Novice question: If they built something other than classic dram modules with the wafers maybe they could achieve faster bus speeds? How does Apple do it?
Apple uses off the shelf LPDDR modules. They have nothing whatsoever special about them.
Apple gets high bandwidth out of these modules not with high bus speeds, but with a very, very wide bus. This is expensive on the SoC side (requires a large die, which is why others don't necessarily do this), but allows for commodity memory modules.
That's what HBM is actually. The memory dies are directly next to the GPU die, on the same substrate. The main difference between Apple SoC and GPUs is the former use regular LPDDR while GPUs use HBM.
One of the key points of HBM is that dies are stacked up with many, MANY, more signals and channels. That's how NVIDIA has a memory bandwidth an order of magnitude higher than M4: 550GB/s for the M4 Max, 4.6TB/s for H200. And yes, that's bytes per second, not bits per second.

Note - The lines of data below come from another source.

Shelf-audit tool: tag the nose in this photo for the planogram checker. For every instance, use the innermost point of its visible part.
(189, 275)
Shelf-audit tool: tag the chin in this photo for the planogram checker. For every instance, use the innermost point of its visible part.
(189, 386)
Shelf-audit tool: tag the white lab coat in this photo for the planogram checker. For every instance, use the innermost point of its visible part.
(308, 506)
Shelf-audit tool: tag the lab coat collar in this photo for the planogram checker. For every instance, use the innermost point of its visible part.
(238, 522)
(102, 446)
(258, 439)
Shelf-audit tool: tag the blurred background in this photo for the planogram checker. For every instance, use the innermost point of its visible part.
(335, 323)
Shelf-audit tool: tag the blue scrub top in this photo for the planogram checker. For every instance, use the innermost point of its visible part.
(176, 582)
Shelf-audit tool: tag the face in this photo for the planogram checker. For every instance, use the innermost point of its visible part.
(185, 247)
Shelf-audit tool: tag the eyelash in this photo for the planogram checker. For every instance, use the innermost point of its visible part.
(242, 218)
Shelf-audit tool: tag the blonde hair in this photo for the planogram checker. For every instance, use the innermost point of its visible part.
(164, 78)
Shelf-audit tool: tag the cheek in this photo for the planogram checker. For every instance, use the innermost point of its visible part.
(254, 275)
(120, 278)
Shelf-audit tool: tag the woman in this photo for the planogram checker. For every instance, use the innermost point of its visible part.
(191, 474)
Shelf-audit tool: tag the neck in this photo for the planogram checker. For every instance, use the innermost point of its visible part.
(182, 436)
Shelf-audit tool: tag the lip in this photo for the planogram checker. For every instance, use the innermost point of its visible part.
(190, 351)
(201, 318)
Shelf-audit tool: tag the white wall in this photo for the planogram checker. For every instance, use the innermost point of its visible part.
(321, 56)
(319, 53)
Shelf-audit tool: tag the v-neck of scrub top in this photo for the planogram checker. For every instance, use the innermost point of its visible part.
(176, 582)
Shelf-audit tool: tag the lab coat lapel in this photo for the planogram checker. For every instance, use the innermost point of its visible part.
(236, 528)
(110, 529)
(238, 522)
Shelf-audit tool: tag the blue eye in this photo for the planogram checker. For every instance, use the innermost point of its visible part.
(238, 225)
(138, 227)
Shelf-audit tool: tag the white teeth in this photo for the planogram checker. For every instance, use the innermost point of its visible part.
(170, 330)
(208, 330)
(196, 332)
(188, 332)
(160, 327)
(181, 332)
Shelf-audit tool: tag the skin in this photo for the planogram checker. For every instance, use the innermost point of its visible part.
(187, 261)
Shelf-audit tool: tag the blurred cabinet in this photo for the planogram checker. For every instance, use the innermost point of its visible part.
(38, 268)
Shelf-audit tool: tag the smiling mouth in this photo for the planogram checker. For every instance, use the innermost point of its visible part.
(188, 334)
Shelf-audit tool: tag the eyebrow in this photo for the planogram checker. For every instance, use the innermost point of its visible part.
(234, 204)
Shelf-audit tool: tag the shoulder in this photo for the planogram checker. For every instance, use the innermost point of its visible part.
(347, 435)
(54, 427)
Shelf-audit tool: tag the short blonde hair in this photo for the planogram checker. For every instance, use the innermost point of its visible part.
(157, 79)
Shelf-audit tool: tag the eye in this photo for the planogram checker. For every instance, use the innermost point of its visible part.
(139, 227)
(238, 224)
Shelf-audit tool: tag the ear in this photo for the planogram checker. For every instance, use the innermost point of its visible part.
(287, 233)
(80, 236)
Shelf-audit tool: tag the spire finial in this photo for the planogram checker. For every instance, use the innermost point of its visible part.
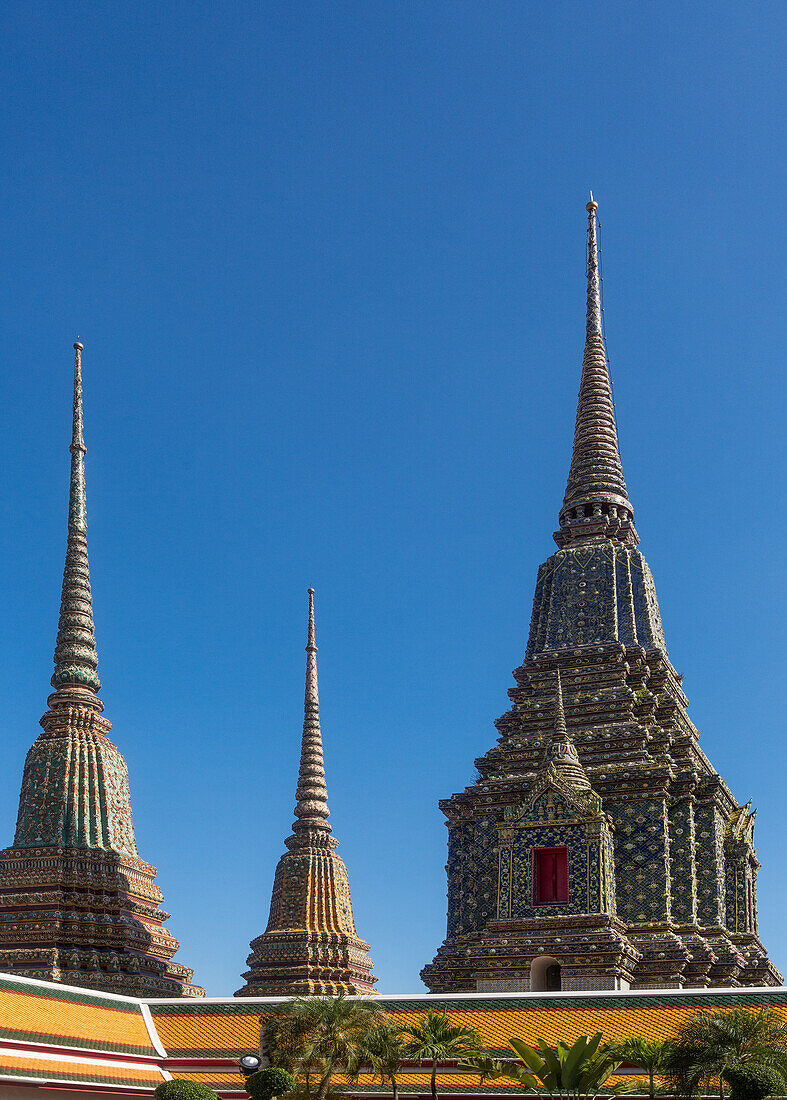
(597, 501)
(560, 750)
(560, 728)
(312, 795)
(76, 659)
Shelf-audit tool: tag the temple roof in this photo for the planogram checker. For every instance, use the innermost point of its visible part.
(57, 1035)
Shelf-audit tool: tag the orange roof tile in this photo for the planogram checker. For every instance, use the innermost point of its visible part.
(69, 1018)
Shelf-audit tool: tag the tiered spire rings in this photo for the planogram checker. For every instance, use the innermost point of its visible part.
(76, 659)
(77, 904)
(310, 944)
(312, 794)
(597, 499)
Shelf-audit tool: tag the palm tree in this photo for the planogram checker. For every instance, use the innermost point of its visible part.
(385, 1049)
(434, 1038)
(579, 1071)
(713, 1042)
(318, 1035)
(649, 1055)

some GPUs use HBM. Most use GDDR. AMD and Nvidia still extract huge bandwidth from GDDR via high bus speeds + wide buses (like the 1.79 TB/s on the 5090)
Indeed! I implied "AI GPUs" since that’s where HBM is commonly used (despite AMD pioneering it on some consumer cards). And yeah, thousand-bit wide busses get close in performance.

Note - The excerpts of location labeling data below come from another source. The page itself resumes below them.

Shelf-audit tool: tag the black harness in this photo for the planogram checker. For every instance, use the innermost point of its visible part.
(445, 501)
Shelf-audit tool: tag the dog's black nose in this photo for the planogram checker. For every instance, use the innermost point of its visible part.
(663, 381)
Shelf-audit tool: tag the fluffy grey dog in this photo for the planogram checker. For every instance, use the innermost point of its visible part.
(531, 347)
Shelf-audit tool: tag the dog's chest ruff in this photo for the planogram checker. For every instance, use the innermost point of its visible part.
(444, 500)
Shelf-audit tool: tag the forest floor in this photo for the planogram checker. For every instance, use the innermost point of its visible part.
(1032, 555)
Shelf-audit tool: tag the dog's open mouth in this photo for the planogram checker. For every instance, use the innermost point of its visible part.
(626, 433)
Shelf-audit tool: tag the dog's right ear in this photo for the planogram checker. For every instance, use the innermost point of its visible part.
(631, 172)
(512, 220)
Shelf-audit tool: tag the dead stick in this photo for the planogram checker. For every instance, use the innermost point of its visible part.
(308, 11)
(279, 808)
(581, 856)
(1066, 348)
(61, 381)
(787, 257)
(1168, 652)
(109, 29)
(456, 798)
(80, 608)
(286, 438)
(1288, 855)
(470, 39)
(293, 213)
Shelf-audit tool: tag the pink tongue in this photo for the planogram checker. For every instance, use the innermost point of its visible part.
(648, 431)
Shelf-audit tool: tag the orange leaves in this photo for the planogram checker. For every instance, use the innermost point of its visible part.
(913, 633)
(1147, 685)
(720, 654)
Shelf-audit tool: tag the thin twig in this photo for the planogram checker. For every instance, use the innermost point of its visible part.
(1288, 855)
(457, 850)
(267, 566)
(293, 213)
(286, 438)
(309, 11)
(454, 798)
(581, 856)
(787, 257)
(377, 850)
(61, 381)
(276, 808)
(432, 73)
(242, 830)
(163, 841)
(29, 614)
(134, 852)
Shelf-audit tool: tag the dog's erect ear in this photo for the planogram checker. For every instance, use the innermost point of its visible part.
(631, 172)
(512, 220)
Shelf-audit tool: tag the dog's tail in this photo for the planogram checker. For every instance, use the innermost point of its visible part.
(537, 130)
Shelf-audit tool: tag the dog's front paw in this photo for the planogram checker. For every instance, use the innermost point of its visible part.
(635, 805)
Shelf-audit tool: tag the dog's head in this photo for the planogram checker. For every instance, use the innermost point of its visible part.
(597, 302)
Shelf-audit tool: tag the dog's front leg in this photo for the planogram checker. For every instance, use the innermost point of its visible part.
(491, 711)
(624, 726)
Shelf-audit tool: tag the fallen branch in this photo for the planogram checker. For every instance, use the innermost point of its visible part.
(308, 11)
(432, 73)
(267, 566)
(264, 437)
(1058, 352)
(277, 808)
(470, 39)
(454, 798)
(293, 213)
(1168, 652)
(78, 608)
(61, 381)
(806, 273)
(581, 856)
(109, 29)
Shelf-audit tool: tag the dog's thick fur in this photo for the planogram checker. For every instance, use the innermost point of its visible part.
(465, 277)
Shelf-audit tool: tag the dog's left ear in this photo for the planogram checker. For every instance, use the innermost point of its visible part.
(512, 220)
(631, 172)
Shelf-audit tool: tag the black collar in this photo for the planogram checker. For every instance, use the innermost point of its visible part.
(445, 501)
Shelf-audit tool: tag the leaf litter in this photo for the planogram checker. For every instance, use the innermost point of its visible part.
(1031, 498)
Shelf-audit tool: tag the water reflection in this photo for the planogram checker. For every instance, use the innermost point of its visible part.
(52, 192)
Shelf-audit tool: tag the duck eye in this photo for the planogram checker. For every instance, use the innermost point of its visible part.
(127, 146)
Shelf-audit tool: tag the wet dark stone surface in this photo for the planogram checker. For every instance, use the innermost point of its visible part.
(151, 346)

shorter traces than soldered DIMM allow higher MT/s, this is fixed by CUDIMM/CAMM2, the other part of this is # of memory channels on the board, not sure why, but most consumer DDR5 boards have been 2 memory channels, you need to go to threadripper to get 4 or 8, It's unclear to me if this will still be an issue with future platforms.

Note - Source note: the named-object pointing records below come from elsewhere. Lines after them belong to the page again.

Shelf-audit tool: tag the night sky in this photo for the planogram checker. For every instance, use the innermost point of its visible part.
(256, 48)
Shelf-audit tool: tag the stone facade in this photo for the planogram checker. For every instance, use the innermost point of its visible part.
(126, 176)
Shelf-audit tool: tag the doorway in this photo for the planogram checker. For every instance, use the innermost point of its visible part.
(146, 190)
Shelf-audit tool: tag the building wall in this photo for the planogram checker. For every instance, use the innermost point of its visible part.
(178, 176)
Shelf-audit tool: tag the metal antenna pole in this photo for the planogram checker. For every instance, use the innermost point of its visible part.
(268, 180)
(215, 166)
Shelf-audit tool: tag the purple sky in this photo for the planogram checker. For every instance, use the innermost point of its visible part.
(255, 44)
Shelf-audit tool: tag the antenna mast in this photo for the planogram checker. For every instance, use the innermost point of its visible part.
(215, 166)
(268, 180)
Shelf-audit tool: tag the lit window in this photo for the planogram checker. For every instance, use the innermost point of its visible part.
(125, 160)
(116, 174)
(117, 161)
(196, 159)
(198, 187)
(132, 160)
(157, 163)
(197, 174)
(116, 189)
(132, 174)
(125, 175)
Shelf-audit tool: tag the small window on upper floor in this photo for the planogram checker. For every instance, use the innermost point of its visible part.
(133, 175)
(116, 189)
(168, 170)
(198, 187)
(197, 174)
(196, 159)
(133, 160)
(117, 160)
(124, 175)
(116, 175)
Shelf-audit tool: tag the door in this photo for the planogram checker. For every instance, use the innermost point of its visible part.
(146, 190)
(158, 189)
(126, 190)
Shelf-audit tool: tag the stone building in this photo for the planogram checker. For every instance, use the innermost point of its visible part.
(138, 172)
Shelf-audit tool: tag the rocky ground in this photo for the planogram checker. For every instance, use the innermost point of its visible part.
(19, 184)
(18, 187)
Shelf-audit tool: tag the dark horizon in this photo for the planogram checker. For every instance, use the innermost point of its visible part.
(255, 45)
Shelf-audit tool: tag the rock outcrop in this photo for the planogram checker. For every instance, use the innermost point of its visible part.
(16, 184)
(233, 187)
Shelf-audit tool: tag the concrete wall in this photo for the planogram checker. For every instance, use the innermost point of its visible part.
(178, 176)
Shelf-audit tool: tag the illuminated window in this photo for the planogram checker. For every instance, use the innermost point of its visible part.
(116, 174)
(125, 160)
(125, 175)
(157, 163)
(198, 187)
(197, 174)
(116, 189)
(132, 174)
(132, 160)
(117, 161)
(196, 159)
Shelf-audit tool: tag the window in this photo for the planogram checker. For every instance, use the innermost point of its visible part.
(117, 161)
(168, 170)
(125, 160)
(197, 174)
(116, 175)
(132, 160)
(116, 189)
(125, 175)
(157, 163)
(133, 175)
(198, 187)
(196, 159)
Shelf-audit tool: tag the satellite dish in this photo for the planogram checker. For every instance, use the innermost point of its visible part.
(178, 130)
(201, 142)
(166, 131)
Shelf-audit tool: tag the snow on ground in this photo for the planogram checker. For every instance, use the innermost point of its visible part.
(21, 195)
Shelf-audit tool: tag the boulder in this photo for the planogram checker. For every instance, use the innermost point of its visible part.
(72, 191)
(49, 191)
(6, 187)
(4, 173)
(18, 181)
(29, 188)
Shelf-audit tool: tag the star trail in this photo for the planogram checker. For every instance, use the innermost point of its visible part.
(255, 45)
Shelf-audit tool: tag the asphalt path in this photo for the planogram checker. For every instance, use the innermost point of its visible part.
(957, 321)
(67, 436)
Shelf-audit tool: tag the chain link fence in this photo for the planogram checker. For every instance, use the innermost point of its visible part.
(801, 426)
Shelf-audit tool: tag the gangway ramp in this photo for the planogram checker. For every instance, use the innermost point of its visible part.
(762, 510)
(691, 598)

You're not paying enough attention to the performance and cost impact of connectors and sockets. CAMM2/LPCAMM and CUDIMM have yet to be demonstrated operating at speeds that speeds that match the fastest soldered LPDDR, let alone GDDR; there's still a clear advantage for soldering memory.
CPU sockets with more than two memory channels are also far more expensive; the higher pin count usually increases the number of layers the motherboard needs, and the larger size of the socket requires more metal for stiffening (and EPYC CPUs still have issues with imperfect mounting leading to some IO lanes not working).
Using BGA soldering for both the processor and the memory sidesteps a bunch of engineering challenges.
> Using BGA soldering for both the processor and the memory sidesteps a bunch of engineering challenges.
by trading them with longevity challenges.
Even though 2 decades have past after the "usual suspect" lead-free solder, gpu or vram chips needing a reball is still a common occurrence from a cursory look at YouTube channels of professional electronics repairmen.